By 2007 Stork had four divisions:
- Textile print machines (Stork Prints) sold in 2007
- Poultry slaughter machines (Stork Food Systems)
- Aerospace and space technology (Fokker Aerospace Group)
- Technical services (Stork Industry Services)

The company agreed to a €1.5 billion takeover by a consortium led by the British buyout firm Candover on 28 November 2007. As part of the deal, Stork's food systems unit was sold on in May 2008 to Marel Food Systems, an Icelandic firm controlled by Landsbanki Íslands and Eyrir Invest. The consortium delisted Stork from the Amsterdam Stock Exchange on 19 February 2008, having obtained around 98% of the company's shares by mid-January.

On 24 November 2010, Stork BV announced the sale of their Materials and Testing group to 3i Group plc.

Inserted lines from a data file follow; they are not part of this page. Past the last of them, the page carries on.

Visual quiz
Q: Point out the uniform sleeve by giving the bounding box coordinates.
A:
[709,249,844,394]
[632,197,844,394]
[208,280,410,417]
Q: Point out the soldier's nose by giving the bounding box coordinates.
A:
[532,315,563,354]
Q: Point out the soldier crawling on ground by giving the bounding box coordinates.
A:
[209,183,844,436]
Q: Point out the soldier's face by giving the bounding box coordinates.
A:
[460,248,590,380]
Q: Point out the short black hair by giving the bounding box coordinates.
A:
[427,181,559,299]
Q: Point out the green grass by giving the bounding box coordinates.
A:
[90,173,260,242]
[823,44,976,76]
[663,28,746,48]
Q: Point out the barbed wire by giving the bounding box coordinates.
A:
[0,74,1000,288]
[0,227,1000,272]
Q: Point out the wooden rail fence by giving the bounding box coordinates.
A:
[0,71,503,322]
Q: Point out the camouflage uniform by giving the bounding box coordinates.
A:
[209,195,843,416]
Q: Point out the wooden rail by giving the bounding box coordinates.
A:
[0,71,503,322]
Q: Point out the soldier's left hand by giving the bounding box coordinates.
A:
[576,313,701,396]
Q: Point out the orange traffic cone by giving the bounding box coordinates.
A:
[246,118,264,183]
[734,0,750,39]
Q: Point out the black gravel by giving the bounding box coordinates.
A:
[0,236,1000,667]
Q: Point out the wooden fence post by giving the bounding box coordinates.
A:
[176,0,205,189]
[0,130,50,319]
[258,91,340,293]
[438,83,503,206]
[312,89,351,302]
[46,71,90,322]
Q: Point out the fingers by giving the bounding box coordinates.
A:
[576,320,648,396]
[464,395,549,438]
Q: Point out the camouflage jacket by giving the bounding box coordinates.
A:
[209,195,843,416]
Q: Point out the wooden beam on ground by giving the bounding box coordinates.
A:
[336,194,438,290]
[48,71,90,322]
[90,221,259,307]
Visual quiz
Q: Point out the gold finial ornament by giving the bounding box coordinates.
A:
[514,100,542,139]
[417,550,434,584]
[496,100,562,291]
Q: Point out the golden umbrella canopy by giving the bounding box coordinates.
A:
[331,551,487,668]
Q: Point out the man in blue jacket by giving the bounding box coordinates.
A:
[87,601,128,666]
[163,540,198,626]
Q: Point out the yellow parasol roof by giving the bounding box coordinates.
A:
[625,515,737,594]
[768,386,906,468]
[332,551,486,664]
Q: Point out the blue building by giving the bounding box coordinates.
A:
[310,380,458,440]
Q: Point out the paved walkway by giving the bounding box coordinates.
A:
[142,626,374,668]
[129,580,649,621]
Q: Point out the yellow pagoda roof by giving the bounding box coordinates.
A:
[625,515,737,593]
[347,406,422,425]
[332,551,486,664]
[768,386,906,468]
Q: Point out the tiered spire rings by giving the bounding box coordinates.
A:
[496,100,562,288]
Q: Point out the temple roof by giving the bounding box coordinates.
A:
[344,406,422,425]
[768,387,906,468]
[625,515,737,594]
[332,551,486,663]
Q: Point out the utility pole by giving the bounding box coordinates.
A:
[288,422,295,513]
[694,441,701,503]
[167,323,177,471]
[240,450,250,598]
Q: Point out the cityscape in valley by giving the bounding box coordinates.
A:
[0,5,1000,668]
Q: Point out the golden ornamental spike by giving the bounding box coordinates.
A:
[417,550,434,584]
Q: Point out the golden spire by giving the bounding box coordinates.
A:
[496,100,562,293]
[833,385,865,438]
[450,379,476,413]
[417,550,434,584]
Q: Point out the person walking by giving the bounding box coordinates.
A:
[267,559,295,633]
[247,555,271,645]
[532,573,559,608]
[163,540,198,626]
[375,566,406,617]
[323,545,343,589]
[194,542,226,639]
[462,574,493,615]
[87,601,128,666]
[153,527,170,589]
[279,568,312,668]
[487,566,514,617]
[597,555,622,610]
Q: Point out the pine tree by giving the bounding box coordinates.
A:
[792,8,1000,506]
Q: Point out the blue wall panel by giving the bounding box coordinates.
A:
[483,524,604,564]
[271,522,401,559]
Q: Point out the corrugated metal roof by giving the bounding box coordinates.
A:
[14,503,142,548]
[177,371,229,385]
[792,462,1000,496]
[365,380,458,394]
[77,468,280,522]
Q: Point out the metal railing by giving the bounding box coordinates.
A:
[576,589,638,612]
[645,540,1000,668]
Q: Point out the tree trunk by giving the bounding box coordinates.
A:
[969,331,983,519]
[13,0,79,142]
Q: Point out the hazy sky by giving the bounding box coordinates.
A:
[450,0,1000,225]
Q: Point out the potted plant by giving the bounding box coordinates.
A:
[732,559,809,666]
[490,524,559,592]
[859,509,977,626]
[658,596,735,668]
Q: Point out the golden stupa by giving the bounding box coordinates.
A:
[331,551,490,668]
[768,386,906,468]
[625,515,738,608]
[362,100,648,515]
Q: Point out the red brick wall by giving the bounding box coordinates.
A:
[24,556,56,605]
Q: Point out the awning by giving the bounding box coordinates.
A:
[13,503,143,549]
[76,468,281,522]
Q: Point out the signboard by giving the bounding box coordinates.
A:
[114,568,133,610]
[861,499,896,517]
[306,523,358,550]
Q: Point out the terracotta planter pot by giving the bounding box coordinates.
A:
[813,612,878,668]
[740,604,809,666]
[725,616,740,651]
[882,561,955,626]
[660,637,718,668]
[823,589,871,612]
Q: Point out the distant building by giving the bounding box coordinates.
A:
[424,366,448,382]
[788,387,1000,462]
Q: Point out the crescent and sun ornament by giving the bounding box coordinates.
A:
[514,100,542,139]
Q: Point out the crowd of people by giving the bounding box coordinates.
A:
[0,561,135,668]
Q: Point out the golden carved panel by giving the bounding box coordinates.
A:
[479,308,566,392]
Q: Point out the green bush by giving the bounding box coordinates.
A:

In 2012 the last remaining divisions Fokker Technologies and Stork Technical Services became independent of each other. In 2015 Fokker Technologies was spun off into GKN Aerospace.

In 2016 Stork BV was acquired by US company Fluor Corporation. After the deal, Fluor joined its own Operations & Maintenance division of 4000 employees with Stork.

In September 2023 Fluor Corporation announced that it has agreed to sell its Stork B.V. business in Belgium, Germany, the Netherlands, as well as its turbo blading manufacturing operations in the United States to industrial services provider Bilfinger SE.